Stepping out into the hall, she answered the call with a tired sigh, rubbing the back of her sore neck. “Hey.”
“Wow. Bad day already?” Kevin asked. “It’s only eight in the morning.”
“Don’t remind me,” she muttered, turning the corner so she could talk in a little alcove for some privacy. “What are you up to?”
“I’m at Mom and Dad’s. He had some banking stuff and whatever that I had to sign.”
That was promising, their father adding Kevin to his bank accounts as he restructured his estate. Things had been strained between them until recently. “I did that last night.”
When Kevin had first come out to their parents officially five years ago, it hadn’t gone so well. Their dad had taken it especially hard. Either due to his alpha male ego, archaic beliefs, or maybe embarrass
ment, he’d refused to accept it.
Over the last eighteen months or so he and Kevin had mostly stabilized their rocky relationship, but only because her brother had adopted a “don’t ask, don’t tell” policy about his personal life with their parents. Kevin told Rowan everything, though. They weren’t just siblings, they were the best of friends.
“How are you feeling? You sore?” Kevin asked.
“More than I bargained for. I would give anything to crawl back in bed and stay there.”
He made a sound of sympathy. “And I bet you’re working late tonight again, huh.”
“Every day from now until I die, yes,” she said with a wry chuckle, only half-joking. “I’ve signed on for a lifetime of indentured servitude.”
“A chip off the old block. Dad must be so proud,” Kevin teased, and Rowan winced inside. She’d certainly done her best to follow in their father’s footsteps, but he left a wide trail to follow and she wasn’t sure she would ever be able to match it. Deep down, she didn’t want to. “How about I bring you dinner there later on? I’ll get takeout from that Greek place you love.”
He was so good to her. “This is why you’re my favorite brother.”
“I know. You’re lucky to have me.”
“And you never let me forget it.” She was two years older. “And I still think I won the sibling jackpot.”

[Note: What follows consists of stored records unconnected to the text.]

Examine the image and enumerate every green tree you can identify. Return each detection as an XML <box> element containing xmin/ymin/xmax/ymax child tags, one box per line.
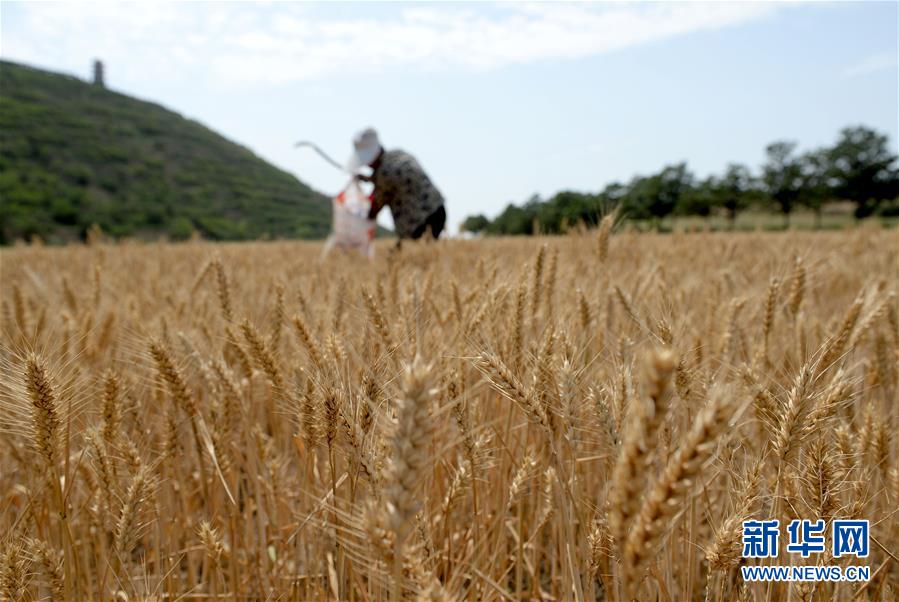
<box><xmin>797</xmin><ymin>150</ymin><xmax>833</xmax><ymax>230</ymax></box>
<box><xmin>677</xmin><ymin>176</ymin><xmax>718</xmax><ymax>218</ymax></box>
<box><xmin>713</xmin><ymin>163</ymin><xmax>755</xmax><ymax>230</ymax></box>
<box><xmin>827</xmin><ymin>127</ymin><xmax>899</xmax><ymax>218</ymax></box>
<box><xmin>762</xmin><ymin>142</ymin><xmax>802</xmax><ymax>226</ymax></box>
<box><xmin>462</xmin><ymin>214</ymin><xmax>490</xmax><ymax>233</ymax></box>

“Just for that, I’m bringing crème caramel for dessert. And I’ll even take the takeout containers home with me when I leave.”
“You’re a saint.”
“I know. See you at six?” He worked at a pharmacy a few blocks from her office. They had lunch together at least once a week, unless she was preparing for a big case like this one. She missed just spending time with him; he always made her feel better about everything. And she wanted to confide in him about Malcolm, since he’d been the one to introduce the two of them at that veteran’s charity gala last year.